I was teaching, and one of the participants raised a concern about a concept in the passage we were discussing. I attempted to explain, and when he rebuffed me, he added a personal slight. With tempers climbing, our responses to each other started to get more forceful. My friend who normally leads this study was present, and she managed to rein us in, but after the study ended and people began to disperse, the man planted himself in my path, and the argument continued. Over the course of the next 20 minutes, he called me a false teacher, and when I cited bible verses to argue my case, it only made him angrier. Finally, I had to leave for a meeting, and his response as I stepped around him to leave was a snarling “Yeah, you go get your house in order!” a reference to my obvious sinfulness and heresy.

My meeting was with the same friend who normally runs the study, and she asked me about the encounter. I recounted the whole argument, feeling mad at myself for getting sucked into it (even if I had been “right”). And then, in just six simple words, she made me see the situation differently:

Why didn’t you just give up?

I was a little dumbfounded, but then I thought about it: the man clearly wasn’t budging on his views. I wasn’t doing him any favors by standing there and barely keeping my cool as I “defended orthodoxy” or whatever. So why was I still arguing? Why didn’t I just give up and move on? Why not agree to disagree and get on with our lives?

While we may cite righteous reasons for arguing, our real motivations are often ego, anger, and the satisfaction of being right. It’s not about defending the bible or the church or orthodoxy or any of that. If it were, we’d recognize such stalemates and be willing to walk away. Instead, arguments have a way of pulling us in, particularly on social media. The determination to be right, the pleasure we feel at righteous anger, how smart it makes us look and feel— it’s a trap. It’s contrary to the Gospel.

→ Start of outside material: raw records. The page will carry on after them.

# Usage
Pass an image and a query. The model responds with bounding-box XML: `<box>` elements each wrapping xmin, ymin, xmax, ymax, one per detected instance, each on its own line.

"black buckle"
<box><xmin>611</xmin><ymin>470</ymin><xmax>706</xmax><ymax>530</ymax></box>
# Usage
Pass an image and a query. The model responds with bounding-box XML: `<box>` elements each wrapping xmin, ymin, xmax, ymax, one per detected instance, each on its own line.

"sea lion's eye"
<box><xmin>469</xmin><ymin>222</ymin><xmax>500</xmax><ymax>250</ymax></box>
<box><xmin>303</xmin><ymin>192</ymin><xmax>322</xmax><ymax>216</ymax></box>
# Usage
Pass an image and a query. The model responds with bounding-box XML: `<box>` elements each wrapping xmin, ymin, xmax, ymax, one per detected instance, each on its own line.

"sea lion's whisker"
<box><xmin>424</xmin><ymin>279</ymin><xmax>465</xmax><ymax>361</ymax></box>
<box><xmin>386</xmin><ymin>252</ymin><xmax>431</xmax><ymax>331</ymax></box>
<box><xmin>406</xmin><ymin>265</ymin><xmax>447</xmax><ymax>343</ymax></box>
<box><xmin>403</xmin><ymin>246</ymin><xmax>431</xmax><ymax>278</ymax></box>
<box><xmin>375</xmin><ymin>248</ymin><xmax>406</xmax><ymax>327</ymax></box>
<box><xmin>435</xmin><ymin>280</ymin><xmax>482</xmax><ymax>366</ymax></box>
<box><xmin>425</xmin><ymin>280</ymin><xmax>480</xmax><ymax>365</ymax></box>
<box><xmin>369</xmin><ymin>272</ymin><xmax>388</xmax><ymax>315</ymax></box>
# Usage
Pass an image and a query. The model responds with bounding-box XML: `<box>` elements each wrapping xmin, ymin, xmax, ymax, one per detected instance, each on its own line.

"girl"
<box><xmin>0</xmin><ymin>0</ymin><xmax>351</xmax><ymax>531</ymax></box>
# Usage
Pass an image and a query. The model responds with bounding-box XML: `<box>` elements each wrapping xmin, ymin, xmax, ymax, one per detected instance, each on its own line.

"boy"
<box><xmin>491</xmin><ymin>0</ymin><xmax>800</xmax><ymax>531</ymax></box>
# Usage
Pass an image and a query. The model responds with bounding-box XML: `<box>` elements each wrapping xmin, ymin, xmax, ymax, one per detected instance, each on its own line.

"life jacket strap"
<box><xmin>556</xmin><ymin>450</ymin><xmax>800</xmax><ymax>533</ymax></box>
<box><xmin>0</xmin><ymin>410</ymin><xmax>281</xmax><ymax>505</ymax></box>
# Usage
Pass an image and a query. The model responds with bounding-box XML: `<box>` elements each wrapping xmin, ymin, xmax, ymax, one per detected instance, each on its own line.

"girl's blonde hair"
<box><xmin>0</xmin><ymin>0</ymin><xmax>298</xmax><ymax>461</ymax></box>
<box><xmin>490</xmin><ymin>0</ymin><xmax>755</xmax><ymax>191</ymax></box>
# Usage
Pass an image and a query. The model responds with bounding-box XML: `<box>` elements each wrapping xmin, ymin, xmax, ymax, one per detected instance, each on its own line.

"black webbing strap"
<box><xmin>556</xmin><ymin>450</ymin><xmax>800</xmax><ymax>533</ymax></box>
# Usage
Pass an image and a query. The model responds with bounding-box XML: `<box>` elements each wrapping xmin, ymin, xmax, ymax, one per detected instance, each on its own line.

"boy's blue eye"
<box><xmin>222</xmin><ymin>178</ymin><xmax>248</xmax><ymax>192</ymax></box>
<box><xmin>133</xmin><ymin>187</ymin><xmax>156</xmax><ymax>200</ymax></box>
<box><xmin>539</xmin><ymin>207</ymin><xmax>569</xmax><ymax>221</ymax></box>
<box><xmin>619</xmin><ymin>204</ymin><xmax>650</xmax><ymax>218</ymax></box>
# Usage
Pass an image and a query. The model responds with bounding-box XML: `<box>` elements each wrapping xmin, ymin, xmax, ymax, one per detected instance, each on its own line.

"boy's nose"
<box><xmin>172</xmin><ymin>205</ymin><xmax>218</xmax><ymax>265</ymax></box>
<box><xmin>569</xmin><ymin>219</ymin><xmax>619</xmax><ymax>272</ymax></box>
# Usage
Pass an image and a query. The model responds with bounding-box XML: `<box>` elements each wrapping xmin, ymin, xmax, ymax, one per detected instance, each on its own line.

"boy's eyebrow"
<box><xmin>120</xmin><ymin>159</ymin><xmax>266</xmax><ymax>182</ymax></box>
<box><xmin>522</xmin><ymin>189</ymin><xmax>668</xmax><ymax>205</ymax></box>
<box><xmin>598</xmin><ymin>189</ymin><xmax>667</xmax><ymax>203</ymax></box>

Christians worship a God who, when confronted,
surrendered to the authorities,
a God who, when faced with death,
accepted it,
a God who, even while walking among us here on earth,
has never been threatened by our disbelief or our disagreement or our disparaging remarks.
So maybe we should stop pretending like this God needs our protection.

It’s okay to give up,
to walk away,
to move on,
to pick your battles,
to keep yourself humble.
Some minds will never be changed,
and this God doesn’t need your protection,
so really, honestly, what are you trying to prove?